Sleep Impairment: A Trigger for Relapse in IBD?

David A. Johnson, MD


January 23, 2014

In This Article

Meeting the Need for Sleep

We need to consider that patients who are "in remission" may not truly be in remission -- what endoscopists call "deep remission." Patients might be in remission with respect to their disease activity, but not according to their sleep scores. There may be an unmet need here to take a good sleep history and look at ways that we can improve sleep in these patients.

Fatigue is an incredibly common manifestation of sleep deprivation. What about the role of fatigue in IBD? A study from the Manitoba database[6] showed that fatigue is evident in more than 75% of patients with active disease and that even among patients who are "in remission," 30%-40% report daytime fatigue, which is a subtle indicator and very strong predictor of sleep dysfunction.

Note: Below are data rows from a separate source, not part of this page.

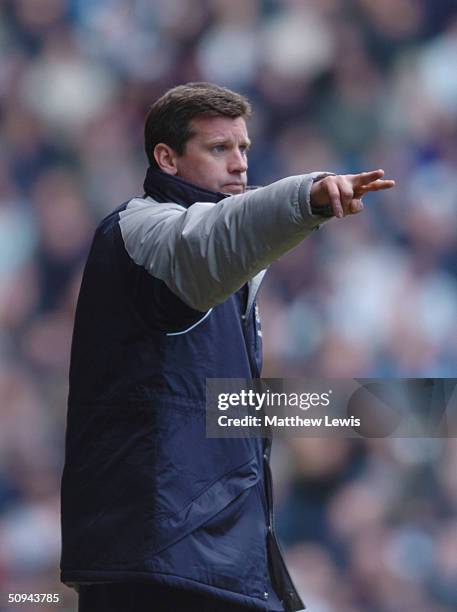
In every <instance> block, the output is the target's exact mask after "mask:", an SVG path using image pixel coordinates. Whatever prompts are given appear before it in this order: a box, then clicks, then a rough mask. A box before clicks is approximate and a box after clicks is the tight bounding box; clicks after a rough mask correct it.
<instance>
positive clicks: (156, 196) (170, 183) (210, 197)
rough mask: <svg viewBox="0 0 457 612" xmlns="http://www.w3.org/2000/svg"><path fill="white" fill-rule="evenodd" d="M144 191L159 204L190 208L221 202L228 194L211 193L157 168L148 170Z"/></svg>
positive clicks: (144, 180)
mask: <svg viewBox="0 0 457 612" xmlns="http://www.w3.org/2000/svg"><path fill="white" fill-rule="evenodd" d="M143 186H144V191H145V194H146V195H147V196H151V198H154V200H156V201H157V202H161V203H163V202H174V203H175V204H180V205H181V206H184V207H185V208H188V207H189V206H191V205H192V204H194V203H195V202H214V203H216V202H219V201H220V200H222V199H223V198H226V197H227V195H228V194H225V193H220V192H218V191H210V190H209V189H204V188H203V187H197V185H194V184H193V183H189V181H185V180H184V179H182V178H180V177H177V176H173V175H171V174H166V173H165V172H162V170H159V169H157V168H152V167H151V166H150V167H149V168H148V171H147V173H146V178H145V180H144V185H143Z"/></svg>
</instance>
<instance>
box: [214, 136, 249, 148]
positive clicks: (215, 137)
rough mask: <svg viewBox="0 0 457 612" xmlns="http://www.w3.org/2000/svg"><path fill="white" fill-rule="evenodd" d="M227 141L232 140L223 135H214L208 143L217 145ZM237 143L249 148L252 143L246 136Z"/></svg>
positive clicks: (225, 143)
mask: <svg viewBox="0 0 457 612" xmlns="http://www.w3.org/2000/svg"><path fill="white" fill-rule="evenodd" d="M229 142H230V143H231V142H233V141H232V139H231V138H224V137H223V136H220V137H218V136H216V137H215V138H214V139H211V140H209V141H208V144H209V145H210V146H212V145H217V144H226V143H229ZM239 144H240V145H241V146H245V147H247V148H248V149H249V148H250V146H251V144H252V143H251V141H250V140H249V138H247V139H246V140H242V141H241V142H240V143H239Z"/></svg>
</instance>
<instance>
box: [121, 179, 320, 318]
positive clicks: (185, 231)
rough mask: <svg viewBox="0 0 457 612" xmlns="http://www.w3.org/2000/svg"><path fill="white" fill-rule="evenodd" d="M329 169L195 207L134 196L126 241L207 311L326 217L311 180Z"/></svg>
mask: <svg viewBox="0 0 457 612" xmlns="http://www.w3.org/2000/svg"><path fill="white" fill-rule="evenodd" d="M322 176H325V174H323V173H319V172H315V173H311V174H305V175H300V176H291V177H288V178H285V179H282V180H280V181H277V182H276V183H272V184H271V185H268V186H267V187H261V188H259V189H256V190H254V191H248V192H246V193H244V194H240V195H234V196H230V197H228V198H226V199H224V200H222V201H221V202H219V203H217V204H212V203H205V202H197V203H195V204H193V205H192V206H190V207H189V208H188V209H185V208H183V207H182V206H179V205H177V204H157V203H153V204H151V201H148V200H143V199H139V198H138V199H134V200H131V201H130V202H129V204H128V206H127V208H126V209H125V210H124V211H122V212H121V213H120V221H119V223H120V228H121V233H122V237H123V240H124V244H125V248H126V250H127V252H128V254H129V255H130V257H131V258H132V259H133V260H134V261H135V263H137V264H138V265H141V266H143V267H144V268H146V270H148V272H149V273H150V274H151V275H152V276H155V277H157V278H159V279H161V280H163V281H164V282H165V284H166V285H167V286H168V288H169V289H170V290H171V291H172V292H173V293H175V294H176V295H177V296H178V297H179V298H181V299H182V300H183V301H184V302H185V303H186V304H188V305H189V306H191V307H192V308H194V309H196V310H200V311H202V312H204V311H206V310H208V309H209V308H211V307H212V306H214V305H216V304H218V303H220V302H223V301H224V300H225V299H227V298H228V297H229V296H230V295H231V294H232V293H233V292H235V291H236V290H238V289H239V288H240V287H241V286H242V285H243V284H244V283H245V282H246V281H248V280H249V279H250V278H252V277H253V276H254V275H255V274H257V273H258V272H259V271H260V270H262V269H264V268H266V267H267V266H268V265H269V264H271V263H272V262H273V261H275V260H276V259H278V258H279V257H281V255H284V253H286V252H287V251H289V250H290V249H292V248H293V247H295V246H296V245H297V244H298V243H299V242H301V241H302V240H303V239H304V238H305V237H306V236H308V235H309V234H310V232H311V231H312V230H313V229H315V228H317V227H318V226H319V225H321V224H322V223H323V222H324V221H325V219H324V218H323V217H321V216H317V215H313V214H312V212H311V206H310V191H311V186H312V184H313V181H315V180H316V179H317V178H320V177H322Z"/></svg>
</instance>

I suggest that we look at ways to query our patients about sleep. If you are a patient, report to your doctor if you believe that you are experiencing dysfunctional sleep. Medications and patterns of activity may be causing a dysfunctional sleep state.

Some fairly simple approaches, such as taking melatonin, may be very helpful. Animal model data support this strategy, although we don't have good clinical trial data in humans to support it as a "one size fits all" solution for every patient. However, it's a fairly low-cost and low side-effect profile drug to try, at least, in patients.

We need to identify whether there are sleep abnormalities even in patients who are in remission, and to see whether we can proactively remediate these abnormalities and reduce the likelihood for flares in the population with Crohn disease that was reported in the study from the University of North Carolina.

This is a wake-up call for all of us -- not only patients with IBD but also those who provide their care -- that we need to do better.

There are several ways to do this. For example, there are sleep questionnaires, such as the Pittsburgh Sleep Quality Index (PSQI), that can be downloaded and administered to patients with IBD. The PSQI has 19 self-assessment questions for the patient and 5 questions to be answered by the bed partner or roommate, if one is available. It is a very objective and easily scored method of identifying sleep dysfunction.

Much physiologic evidence supports nonpharmacologic approaches to preventing IBD flares or treating those in active disease states. We are likely to find that disordered sleep is important in many other diseases as well, particularly those associated with an upregulation in inflammatory cytokines.

Hopefully, this information is helpful the next time you see a patient with IBD.

I'm Dr. David Johnson. Thanks again for listening, and I hope you have a good night's sleep.